Chandrayaan 2 - India's Quest For The Moon
India Strategic|September 2019
NEW DELHI. Chandrayaan 2, India’s second mission to the Moon which was to land the Vikram rover on the Moon surface on 7th Sep 2019, faced a glitch at the proverbial last minute, just when it was 2.1km above the moon’s surface after successfully manoeuvring gravitational pulls and hazards for a little short of 400,000km.
Gulshan Luthra and GP Capt Ajey Lele (retd)

Just before the planned automated touchdown, Vikram lost communication with the Chandrayaan orbiter, which of course continues to send pictures of the moon’s surface from its high-resolution cameras, and was able to track down the lost rover through its thermal imagers.

Over three days of search, it has also located the lander, confirmed that it had a hard landing, was intact but not oriented to restore links with the orbiter, and accordingly the Mission Control.

Perhaps, that means ISRO will have to make another attempt.

ISRO is still analysing what went wrong. It has a 14-day window – that is 14 Earth Days equal to One Lunar Day – to understand what went wrong with Vikram’s automated soft-landing programme, and what made it go wrong.
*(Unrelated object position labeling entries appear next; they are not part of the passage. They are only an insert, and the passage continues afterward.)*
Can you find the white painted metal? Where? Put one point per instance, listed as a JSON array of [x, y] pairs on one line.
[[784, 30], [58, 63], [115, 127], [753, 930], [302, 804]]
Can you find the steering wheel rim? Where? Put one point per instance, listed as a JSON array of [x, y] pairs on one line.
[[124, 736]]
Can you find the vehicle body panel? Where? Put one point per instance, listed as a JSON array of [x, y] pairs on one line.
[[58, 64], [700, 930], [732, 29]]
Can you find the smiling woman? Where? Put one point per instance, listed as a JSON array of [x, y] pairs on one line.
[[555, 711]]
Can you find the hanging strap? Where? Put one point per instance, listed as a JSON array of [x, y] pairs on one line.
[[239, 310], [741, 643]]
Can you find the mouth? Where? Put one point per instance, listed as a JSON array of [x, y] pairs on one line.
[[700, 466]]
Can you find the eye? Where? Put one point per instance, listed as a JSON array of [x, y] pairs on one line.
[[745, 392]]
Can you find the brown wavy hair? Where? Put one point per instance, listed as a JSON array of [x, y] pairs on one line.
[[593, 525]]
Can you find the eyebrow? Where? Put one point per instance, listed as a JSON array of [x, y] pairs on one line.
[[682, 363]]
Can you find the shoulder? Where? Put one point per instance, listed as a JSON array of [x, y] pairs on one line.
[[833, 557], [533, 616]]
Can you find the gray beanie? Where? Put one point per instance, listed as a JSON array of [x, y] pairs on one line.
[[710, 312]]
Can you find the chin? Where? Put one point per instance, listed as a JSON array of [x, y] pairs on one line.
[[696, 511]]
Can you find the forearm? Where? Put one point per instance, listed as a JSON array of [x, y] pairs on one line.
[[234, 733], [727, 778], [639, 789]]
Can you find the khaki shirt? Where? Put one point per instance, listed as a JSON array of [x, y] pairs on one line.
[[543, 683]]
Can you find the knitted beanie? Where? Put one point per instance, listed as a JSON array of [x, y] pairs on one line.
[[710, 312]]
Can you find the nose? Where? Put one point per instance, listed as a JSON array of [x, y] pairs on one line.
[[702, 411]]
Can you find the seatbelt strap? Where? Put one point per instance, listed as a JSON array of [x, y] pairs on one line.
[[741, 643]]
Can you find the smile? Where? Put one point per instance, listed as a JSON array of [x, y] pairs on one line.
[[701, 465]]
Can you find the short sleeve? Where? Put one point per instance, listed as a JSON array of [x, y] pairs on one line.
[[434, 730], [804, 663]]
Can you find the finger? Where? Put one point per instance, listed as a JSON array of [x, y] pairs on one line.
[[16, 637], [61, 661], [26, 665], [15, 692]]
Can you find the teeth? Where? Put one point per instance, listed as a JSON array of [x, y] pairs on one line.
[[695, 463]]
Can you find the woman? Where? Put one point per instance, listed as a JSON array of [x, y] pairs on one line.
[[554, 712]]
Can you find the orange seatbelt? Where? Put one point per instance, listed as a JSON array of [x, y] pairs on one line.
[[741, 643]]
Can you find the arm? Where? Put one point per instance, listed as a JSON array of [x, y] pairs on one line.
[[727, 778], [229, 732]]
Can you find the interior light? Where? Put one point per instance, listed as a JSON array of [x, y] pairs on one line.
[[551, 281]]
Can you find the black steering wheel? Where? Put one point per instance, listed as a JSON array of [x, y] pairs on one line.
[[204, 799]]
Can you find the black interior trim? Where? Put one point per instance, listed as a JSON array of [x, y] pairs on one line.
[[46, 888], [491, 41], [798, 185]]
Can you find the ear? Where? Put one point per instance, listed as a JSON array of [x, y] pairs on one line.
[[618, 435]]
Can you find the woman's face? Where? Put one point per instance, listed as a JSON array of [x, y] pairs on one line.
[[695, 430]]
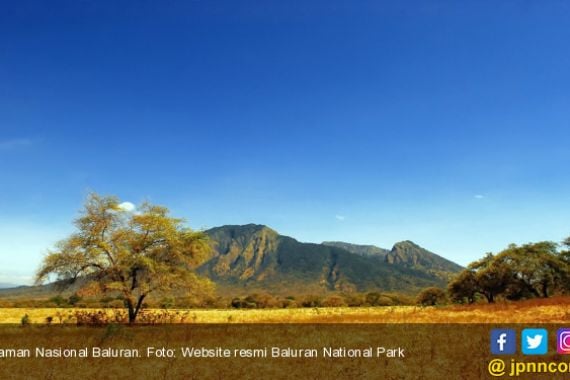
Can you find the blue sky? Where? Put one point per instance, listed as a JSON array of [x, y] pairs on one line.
[[446, 123]]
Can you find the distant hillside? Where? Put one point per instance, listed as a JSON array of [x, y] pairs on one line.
[[363, 250], [408, 254], [256, 258]]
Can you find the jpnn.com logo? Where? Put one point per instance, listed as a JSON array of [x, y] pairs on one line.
[[503, 341]]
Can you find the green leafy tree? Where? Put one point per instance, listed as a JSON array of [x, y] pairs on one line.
[[492, 277], [432, 296], [134, 253], [537, 269]]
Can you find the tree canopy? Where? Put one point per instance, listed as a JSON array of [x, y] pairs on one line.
[[132, 252], [518, 272]]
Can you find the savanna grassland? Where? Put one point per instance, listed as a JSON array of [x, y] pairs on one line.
[[550, 310]]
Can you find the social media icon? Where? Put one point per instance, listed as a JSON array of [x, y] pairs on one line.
[[534, 341], [563, 341], [503, 341]]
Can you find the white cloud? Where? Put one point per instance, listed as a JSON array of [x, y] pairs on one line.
[[127, 207], [11, 144]]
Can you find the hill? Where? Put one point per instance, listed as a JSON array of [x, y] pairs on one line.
[[256, 258], [363, 250]]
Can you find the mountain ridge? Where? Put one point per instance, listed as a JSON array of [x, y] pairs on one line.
[[254, 257]]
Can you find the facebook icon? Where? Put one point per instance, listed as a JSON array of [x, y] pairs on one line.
[[503, 341]]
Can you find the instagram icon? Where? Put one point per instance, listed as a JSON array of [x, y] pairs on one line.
[[563, 342]]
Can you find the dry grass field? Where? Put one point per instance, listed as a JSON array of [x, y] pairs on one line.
[[552, 310]]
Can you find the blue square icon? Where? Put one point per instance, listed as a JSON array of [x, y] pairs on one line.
[[503, 341], [534, 341]]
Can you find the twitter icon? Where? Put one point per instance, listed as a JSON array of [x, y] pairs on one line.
[[534, 341]]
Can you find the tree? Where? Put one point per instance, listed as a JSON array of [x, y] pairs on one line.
[[431, 296], [492, 276], [537, 269], [463, 288], [134, 253]]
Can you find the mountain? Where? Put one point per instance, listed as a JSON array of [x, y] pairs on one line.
[[412, 255], [362, 250], [254, 257], [405, 253]]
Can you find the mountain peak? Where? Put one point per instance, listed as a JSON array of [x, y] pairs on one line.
[[359, 249], [241, 229]]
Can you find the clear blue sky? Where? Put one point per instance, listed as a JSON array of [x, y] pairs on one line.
[[442, 122]]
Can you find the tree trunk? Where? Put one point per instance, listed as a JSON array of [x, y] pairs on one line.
[[132, 312]]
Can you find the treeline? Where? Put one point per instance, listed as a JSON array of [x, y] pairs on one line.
[[258, 300], [534, 270]]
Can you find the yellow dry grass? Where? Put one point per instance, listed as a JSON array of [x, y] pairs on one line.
[[554, 310]]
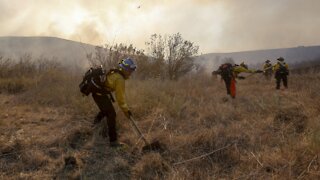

Was there a natural surface upheaval, like a storm or a quake? Or whatever!

Communication with the Lander cannot be restored, assuming it has not suffered any damage, till it is oriented to receive signals from the orbiter above. ISRO has a lot of data to analyse, hoping the celestial order does not make its moonquest a farther dream.

Another landing project could take 3 or 4 years.

ISRO, which happens to mark 50 years of its inception, has done well nonetheless, and Prime Minister Narendra Modi, who was present at the Mission Control for the final moments of the Chandrayaan mission, expressed admiration for the ISRO scientists and promised government’s support to realise India’s dreams.

Said ISRO: “Chandrayaan 2 mission was a highly complex mission, which represented a significant technological leap compared to the previous missions of ISRO to explore the unexplored.”

ISRO drew applause from the US NASA and French CNES, which helped Indian space scientists in the early years. Notably, France trained about 20 engineers from IITs and Engineering Colleges in India in space research from the 1960s and they became the foundational pool of talent for ISRO.

France has not gone to the moon but is regarded as capable of doing so. CNES President Jean-Yves Le Gall observed: “In these difficult times, CNES and France stand with ISRO and India. Space is very difficult. India is a great space power. The journey continues.”